Friday, August 25, 2023

Fantastic Voyage

Back when I started teaching sixth grade in 1993, the science curriculum was organized around the PBS TV show The Voyage of the Mimi, a 13-episode series that showed the experiences of the crew of the fictional research ship The Mimi as they conducted a whale census.

Every unit, lesson, and activity was related to an episode of the show, the idea being to put the skills and knowledge into an engaging, real-world narrative context to make them both more accessible and more memorable. Even though science was not the subject I taught, I was a big fan of the approach. From what I could tell, the kids loved it and learned a lot, and I was sorry to see it retired after 15 years, around the turn of the century.

In 2006, we got a new social studies teacher for our interdisciplinary team, a young woman who had grown up in the district. She was in her mid-20s at the time and had experienced the Mimi curriculum as a sixth-grade student, and she was heartbroken when she found out that the show was no longer being used.

To be honest, her passion for the show was more than a little comical, and we spent many a lunch break reminiscing about the plot and the lessons, and the activities. It was she who told me that, in his first television role, Ben Affleck actually played the young boy, C.T. Granville. (Check out a clip here.)

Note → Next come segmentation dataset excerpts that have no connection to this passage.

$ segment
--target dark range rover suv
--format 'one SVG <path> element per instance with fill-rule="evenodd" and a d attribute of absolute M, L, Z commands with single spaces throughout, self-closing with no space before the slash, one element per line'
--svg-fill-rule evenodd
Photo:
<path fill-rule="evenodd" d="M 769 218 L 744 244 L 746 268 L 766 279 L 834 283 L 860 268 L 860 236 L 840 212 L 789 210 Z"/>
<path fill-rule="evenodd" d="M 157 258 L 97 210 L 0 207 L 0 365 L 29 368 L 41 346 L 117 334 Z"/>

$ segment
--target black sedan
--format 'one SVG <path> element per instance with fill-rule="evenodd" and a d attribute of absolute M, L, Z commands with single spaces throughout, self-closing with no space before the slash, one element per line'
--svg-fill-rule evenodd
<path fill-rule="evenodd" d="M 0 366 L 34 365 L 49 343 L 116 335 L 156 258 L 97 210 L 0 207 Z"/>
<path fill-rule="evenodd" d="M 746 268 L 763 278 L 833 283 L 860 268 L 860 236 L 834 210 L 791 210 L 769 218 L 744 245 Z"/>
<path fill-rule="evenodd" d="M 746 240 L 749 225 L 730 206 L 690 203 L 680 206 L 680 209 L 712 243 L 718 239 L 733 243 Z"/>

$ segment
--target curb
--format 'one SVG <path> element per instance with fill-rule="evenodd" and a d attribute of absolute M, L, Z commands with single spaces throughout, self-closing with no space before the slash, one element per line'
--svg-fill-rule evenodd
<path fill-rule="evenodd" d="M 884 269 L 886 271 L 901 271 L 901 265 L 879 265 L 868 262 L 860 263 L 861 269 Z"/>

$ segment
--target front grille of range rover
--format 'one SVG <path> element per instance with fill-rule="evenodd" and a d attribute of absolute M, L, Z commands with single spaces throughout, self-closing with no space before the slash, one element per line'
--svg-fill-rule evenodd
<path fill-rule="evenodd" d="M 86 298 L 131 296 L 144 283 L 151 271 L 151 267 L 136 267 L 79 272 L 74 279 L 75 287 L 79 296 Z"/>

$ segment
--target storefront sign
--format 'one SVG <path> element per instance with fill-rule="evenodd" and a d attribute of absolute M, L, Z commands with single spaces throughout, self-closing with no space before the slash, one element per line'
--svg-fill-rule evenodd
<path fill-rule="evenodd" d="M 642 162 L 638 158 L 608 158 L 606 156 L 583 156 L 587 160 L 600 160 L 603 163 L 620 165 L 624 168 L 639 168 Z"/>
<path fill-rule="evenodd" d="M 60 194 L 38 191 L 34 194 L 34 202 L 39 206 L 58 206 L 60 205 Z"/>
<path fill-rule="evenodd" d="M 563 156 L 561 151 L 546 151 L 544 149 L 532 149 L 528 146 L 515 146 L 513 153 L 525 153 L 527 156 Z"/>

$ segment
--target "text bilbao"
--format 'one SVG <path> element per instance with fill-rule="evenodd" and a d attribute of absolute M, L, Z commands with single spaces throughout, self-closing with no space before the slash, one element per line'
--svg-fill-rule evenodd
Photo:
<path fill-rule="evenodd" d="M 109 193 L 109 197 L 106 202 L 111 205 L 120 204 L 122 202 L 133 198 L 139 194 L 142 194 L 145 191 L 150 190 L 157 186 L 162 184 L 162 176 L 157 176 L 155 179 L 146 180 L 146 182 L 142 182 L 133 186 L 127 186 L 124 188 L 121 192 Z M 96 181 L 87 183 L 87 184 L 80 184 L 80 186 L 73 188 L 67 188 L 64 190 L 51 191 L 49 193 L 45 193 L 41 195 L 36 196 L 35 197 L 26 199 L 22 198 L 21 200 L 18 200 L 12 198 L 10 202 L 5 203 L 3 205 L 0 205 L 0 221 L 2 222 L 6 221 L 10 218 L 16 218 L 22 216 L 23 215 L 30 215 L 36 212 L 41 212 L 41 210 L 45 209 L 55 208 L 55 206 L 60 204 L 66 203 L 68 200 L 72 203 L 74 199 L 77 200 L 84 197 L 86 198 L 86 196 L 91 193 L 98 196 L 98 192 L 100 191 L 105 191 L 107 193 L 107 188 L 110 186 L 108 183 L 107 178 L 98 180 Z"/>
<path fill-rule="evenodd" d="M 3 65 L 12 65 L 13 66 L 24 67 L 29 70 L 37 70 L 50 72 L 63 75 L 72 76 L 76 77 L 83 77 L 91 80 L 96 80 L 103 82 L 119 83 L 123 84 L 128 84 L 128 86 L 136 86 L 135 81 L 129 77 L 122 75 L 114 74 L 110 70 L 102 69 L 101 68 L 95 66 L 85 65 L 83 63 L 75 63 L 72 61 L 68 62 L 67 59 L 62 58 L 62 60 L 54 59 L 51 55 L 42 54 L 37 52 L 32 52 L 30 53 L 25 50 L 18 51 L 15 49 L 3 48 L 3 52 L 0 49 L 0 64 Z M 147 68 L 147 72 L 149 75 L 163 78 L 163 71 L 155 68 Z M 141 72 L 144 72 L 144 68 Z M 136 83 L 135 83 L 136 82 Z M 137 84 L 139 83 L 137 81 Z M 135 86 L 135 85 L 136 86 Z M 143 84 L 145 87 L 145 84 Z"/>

That teacher has since moved on to another school, even though her daughter attends ours. I thought of her yesterday, though, when I tapped on the link to the daily Name Drop quiz from The New Yorker magazine. The premise is that you get six clues, one at a time, and 100 seconds to identify the subject of the day. The fewer clues you need, the better you do. I confess that I often find Name Drop very challenging-- sometimes I can't solve it at all-- but this week, I am on a roll. I've gotten the answer in one clue every day for the last three.

And for yesterday, I owe it all to my former colleague.